We are very pleased to introduce Professor Takashi Morii, who is the corresponding author of the RSC Advances article, A two-step screening to optimize the signal response of an auto-fluorescent protein-based biosensor. The manuscript was well received by reviewers and was handpicked by our reviewers and handling editors to be part of our Popular Advances collection.
Professor Mori told us more about the work that went into this article and what he hopes to achieve in the future. You can explore other articles in our 2022 Popular Advances online collection here.
Meet the author:
Takashi Morii was born in 1959 in Hyogo, Japan. He studied Chemistry at Kyoto University (B. Eng., 1982, Ph.D. 1988) with Prof. T. Matsuura and Prof. I. Saito. He conducted postdoctoral research with Prof. J. K. Barton at Columbia University and California Institute of Technology. In 1992, he was appointed as an Assistant Professor at Kyoto Institute of Technology and subsequently moved to Institute for Chemical Research at Kyoto University. In 1998, he moved to Institute of Advanced Energy, Kyoto University, where he was promoted to Professor in 2005.
Could you briefly explain the focus of your article to the non-specialist (in one or two sentences only) and why it is of current interest?
Construction of an auto-fluorescent protein (AFP)-based biosensor consisting of a recognition, or a reaction, module and AFP often encounters difficulty owing to the lack of structural information for the recognition module and requirement of laborious tasks for functional optimization. This study describes a two-step screening strategy that allows facile optimization of the optical response of AFP-based biosensor for nitric oxide (NO), which is also applicable for many types of AFP-based biosensors.
How big an impact could your results potentially have?
Our two-step, first in silico and second in vitro, screening strategy provides a convenient and high-throughput screening method for the optimization of the signal response of AFP-based biosensors. Especially, our strategy has an advantage for cases when the detailed information on the structural change of recognition module is not available. AFP-based biosensors are quite useful in visualizing the dynamics of cellular important factors because of their suitability for high spatiotemporal resolution and long-time imaging. Our strategy would accelerate the development of various types of biosensors for the factors of interest in the cell.
Could you explain the motivation behind this study?
We have previously constructed a fusion of a segment of the putative NO-sensing module of the TRPC5 channel with enhanced green fluorescent protein (EGFP) to evaluate this putative NO-induced structural change in TRPC5. While the construct successfully detected the putative structural change by the reaction with NO as a change in the fluorescence intensity ratio of EGFP, the observed response was quite weak. We considered that the TRPC5 loop-EGFP construct could be converted to a cellular NO sensor by enhancing its response through the mutation and screening. In addition, developing a general strategy to construct AFP-based biosensors that visualize various kinds of second messengers would promote further investigation of signal transduction.
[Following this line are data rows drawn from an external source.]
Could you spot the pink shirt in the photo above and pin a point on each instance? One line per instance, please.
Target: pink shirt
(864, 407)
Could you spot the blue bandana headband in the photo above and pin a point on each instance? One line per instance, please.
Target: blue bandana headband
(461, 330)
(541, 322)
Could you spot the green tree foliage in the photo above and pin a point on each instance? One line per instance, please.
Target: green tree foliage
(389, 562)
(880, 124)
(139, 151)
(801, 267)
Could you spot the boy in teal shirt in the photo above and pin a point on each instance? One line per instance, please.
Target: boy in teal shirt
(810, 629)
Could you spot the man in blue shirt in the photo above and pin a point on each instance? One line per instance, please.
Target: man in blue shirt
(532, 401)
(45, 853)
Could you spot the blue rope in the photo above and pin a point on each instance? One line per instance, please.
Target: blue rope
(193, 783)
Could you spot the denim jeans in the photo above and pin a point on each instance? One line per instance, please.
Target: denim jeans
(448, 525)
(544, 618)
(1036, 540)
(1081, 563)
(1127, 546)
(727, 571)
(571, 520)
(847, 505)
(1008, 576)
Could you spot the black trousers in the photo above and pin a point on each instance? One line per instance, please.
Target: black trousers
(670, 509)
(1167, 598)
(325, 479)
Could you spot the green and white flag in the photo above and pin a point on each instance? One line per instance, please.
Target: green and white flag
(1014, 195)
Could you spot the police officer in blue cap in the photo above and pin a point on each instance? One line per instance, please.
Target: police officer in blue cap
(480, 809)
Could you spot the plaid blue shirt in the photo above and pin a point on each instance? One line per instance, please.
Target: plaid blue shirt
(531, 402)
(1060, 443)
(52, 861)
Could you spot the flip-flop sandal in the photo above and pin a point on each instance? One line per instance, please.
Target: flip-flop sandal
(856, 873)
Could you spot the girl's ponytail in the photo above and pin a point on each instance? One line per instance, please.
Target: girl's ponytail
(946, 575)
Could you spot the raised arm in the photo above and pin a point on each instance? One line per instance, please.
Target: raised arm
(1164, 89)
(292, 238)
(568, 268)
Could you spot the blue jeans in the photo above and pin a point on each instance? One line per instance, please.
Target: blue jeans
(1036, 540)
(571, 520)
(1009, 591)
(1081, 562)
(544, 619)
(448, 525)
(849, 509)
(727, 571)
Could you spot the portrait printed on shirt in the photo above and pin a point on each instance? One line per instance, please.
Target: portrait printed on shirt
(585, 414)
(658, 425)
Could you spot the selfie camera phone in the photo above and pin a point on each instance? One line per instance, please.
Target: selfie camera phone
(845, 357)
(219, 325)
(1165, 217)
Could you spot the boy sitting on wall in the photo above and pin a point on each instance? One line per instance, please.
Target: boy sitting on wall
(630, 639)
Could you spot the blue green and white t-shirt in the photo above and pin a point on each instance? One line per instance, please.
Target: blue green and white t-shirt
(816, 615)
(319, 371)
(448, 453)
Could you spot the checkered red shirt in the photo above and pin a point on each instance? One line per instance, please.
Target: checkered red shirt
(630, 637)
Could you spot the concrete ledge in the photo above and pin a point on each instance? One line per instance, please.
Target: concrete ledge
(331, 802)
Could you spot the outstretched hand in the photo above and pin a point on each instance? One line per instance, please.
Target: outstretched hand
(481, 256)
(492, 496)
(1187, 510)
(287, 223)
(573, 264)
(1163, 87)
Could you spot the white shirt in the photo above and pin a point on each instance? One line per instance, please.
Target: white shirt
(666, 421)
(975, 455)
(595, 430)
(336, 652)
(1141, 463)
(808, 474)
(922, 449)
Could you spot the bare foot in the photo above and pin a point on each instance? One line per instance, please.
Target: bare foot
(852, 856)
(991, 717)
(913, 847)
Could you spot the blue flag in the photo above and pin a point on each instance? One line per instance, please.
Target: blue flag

In your opinion, what are the key design considerations for your study?
An AFP-based biosensor is designed by conjugating an appropriate recognition or reaction module for a given target to an AFP transduction module. Structural changes in the recognition module induced by the recognition/reaction event are transduced to a change of fluorescence signal of AFP. To obtain usable AFP-based biosensors, many sensor candidates must be constructed and evaluated their responses, which are time consuming and required laborious tasks. We consider that a screening to select candidates showing larger structural changes at the reaction module upon the reaction based on in silico simulation in the first step would reduce these tasks. Structural change of the reaction modules of candidates are evaluated by root-mean-square-deviation (RMSD) of the coordinates for the backbone of reaction module between before and after the reaction based on in silico simulation.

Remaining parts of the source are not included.